Thursday, 9 April 2009

Published April 9, 2009

Banking on an interest rate play

By offering higher interest rates, foreign banks are drawing in deposits

By SIOW LI SEN

(SINGAPORE) There was a time when people were almost embarrassed to admit that they were earning only 1.5 per cent on their money.

Not any more. In the present economic climate, savers are chasing after every sliver of interest, making a beeline for foreign banks which offer higher rates, and ignoring the blemished reputations of institutions caught in the financial debacle.

Observers say this is because of the blanket guarantee that the Singapore government has given to deposits until end-2010, a stand that has given comfort to savers.

'Lots of people do that - move money from bank to bank - for people who don't want to invest any more because they're shell-shocked,' said one high net worth former client of Royal Bank of Scotland (RBS).

She had closed all her accounts at troubled RBS last October and moved to a local bank, but said in hindsight that there was no need to have done that especially with the government's deposit guarantee.

RBS, now 68 per cent owned by the UK government and selling its retail and commercial banking business in Singapore, in the meantime continues to garner funds with its promotions.

In February, RBS posted the biggest loss in British corporate history at a staggering £pounds;24.1 billion (S$53.6 billion).




Ajay Mathur, RBS head of retail banking Singapore, said the bank has 'seen a strong inflow of funds to the tune of hundreds of millions in the last one month from depositors and investors since we launched the promotional interest rates on RBS Millenium account'.

'The attractive returns compared very well to other offers in the marketplace. Indeed, we have acquired funds not only from existing clients but also from a significant number of new clients, whose contribution amounted to approximately 20 per cent of the total inflow,' said Mr Mathur.

RBS Millenium's promotional interest rates, which offer interest rates as high as 1.54 per cent for top-up or new funds of $500,000 and above, ends on May 31. The promotion began in February.

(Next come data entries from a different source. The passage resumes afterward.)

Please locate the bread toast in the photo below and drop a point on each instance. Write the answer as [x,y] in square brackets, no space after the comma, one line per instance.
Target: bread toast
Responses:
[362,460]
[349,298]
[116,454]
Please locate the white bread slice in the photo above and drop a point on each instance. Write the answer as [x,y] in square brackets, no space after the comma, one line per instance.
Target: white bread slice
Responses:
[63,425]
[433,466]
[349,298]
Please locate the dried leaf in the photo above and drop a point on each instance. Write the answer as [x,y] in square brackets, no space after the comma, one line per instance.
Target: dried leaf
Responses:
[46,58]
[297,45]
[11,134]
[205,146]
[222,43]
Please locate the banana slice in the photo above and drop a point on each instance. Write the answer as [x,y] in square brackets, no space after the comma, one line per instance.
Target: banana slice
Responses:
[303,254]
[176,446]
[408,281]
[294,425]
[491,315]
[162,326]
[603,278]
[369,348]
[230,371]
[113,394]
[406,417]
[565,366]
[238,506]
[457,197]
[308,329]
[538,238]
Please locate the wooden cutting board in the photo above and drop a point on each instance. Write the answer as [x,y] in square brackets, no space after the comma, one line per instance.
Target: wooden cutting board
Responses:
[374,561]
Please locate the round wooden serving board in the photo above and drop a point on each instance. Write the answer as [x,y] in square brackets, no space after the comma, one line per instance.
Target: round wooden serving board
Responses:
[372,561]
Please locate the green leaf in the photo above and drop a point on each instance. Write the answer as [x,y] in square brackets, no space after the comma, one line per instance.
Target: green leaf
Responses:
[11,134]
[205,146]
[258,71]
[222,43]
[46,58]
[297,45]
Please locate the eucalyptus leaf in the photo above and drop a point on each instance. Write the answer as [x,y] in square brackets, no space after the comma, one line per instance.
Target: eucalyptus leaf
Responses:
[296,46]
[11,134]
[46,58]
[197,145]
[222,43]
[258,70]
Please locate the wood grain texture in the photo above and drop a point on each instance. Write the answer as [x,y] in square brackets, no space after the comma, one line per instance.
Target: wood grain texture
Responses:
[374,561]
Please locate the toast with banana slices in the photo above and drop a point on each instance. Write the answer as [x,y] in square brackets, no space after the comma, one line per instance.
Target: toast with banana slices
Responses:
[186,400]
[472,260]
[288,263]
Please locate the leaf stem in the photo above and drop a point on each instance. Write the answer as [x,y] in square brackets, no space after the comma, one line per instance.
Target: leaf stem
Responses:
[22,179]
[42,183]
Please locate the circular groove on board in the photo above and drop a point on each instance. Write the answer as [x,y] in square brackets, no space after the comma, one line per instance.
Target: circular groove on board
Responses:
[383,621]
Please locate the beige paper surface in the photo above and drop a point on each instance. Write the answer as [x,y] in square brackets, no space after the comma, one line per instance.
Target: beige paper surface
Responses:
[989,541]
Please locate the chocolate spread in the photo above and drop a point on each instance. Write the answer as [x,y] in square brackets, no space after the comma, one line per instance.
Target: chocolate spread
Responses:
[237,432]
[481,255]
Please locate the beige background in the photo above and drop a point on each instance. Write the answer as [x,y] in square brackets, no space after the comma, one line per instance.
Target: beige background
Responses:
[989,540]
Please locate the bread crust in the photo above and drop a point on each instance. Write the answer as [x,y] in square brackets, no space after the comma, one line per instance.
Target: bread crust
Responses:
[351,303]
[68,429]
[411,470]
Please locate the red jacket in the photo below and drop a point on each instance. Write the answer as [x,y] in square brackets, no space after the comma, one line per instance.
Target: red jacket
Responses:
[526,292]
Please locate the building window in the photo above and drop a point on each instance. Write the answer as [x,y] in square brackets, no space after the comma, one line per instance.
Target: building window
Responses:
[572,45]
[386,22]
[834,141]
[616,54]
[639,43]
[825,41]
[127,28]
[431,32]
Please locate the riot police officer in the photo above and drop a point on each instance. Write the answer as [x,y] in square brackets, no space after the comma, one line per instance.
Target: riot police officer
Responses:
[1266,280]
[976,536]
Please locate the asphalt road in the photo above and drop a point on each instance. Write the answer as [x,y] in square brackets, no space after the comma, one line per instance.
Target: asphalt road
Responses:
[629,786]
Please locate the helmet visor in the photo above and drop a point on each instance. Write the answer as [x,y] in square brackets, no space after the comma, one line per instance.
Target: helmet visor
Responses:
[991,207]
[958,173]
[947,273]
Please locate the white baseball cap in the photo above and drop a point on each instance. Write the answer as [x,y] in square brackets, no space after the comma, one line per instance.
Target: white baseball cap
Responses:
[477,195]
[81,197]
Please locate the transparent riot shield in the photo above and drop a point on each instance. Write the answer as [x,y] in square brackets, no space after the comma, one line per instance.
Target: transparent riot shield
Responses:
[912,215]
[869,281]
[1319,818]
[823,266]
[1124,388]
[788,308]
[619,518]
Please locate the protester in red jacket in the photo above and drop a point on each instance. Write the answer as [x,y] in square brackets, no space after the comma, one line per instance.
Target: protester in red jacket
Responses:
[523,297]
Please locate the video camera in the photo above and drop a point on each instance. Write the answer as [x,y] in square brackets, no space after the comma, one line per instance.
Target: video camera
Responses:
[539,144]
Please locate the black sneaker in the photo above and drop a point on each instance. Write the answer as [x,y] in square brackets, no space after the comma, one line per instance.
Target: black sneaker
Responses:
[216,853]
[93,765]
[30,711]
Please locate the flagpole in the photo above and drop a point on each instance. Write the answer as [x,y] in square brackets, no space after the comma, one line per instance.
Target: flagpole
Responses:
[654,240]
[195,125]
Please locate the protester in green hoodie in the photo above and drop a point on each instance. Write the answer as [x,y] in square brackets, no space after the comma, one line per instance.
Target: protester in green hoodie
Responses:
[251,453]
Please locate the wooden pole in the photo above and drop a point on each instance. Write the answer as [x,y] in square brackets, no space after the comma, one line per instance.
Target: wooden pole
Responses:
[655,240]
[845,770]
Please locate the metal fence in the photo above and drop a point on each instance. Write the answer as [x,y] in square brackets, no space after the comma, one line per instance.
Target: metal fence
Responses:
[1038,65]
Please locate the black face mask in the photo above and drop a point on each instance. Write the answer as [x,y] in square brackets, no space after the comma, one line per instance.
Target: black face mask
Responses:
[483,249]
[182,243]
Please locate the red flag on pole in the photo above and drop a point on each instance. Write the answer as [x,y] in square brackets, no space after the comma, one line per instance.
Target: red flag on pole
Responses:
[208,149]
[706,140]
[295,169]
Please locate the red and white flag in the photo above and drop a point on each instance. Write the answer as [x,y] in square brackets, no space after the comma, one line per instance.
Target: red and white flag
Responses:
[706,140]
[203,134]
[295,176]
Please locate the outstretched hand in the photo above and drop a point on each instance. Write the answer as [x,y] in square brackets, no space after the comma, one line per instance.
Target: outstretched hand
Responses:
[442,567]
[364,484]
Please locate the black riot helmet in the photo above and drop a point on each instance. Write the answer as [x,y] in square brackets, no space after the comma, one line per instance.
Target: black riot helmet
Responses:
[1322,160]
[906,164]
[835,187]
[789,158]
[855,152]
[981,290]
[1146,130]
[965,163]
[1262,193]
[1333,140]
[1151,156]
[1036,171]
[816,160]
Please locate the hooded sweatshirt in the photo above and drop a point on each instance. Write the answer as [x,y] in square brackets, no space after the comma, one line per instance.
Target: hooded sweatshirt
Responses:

The attraction here is that RBS Millenium account operates as a regular current account where funds are not locked in to enjoy the high interest rate.

Usually, current accounts pay nothing or next to zero on outstanding balances.

'The man in the street is pretty hard-nosed about that quarter per cent,' said Lim Jit Soon, Nomura Securities' head of Asean equity research.

Not to be outdone, Standard Chartered used its 150th anniversary to offer a short promotion lasting not quite two and a half months of 1.50 per cent on its e$aver Account if clients put in additional funds. And if customers open a current account called XtraSaver Account, they get 2 per cent interest on their e$aver Account. The promotion ends this month.

Dennis Khoo, StanChart Singapore's general manager, retail banking, said the bank's latest promotion, which bundles the e$aver and XtraSaver accounts, gives customers one of the best interest rates in the market and greater transactional convenience.

'This campaign has resulted in double-digit growth in outstanding balances for e$aver accounts to date,' said Mr Khoo.

StanChart's customer deposits grew 60 per cent in 2008 to US$32.16 billion.

CIMB Singapore, in less than three years, has grown its loan portfolio to more than $1 billion, while its deposit base is slightly higher, thanks to aggressive savings rates, BT reported earlier this month. Its 1.8 per cent per annum Sing-dollar promotional fixed-deposit savings plan has attracted substantial deposits - so much so that the rate has been cut to 1.7 per cent.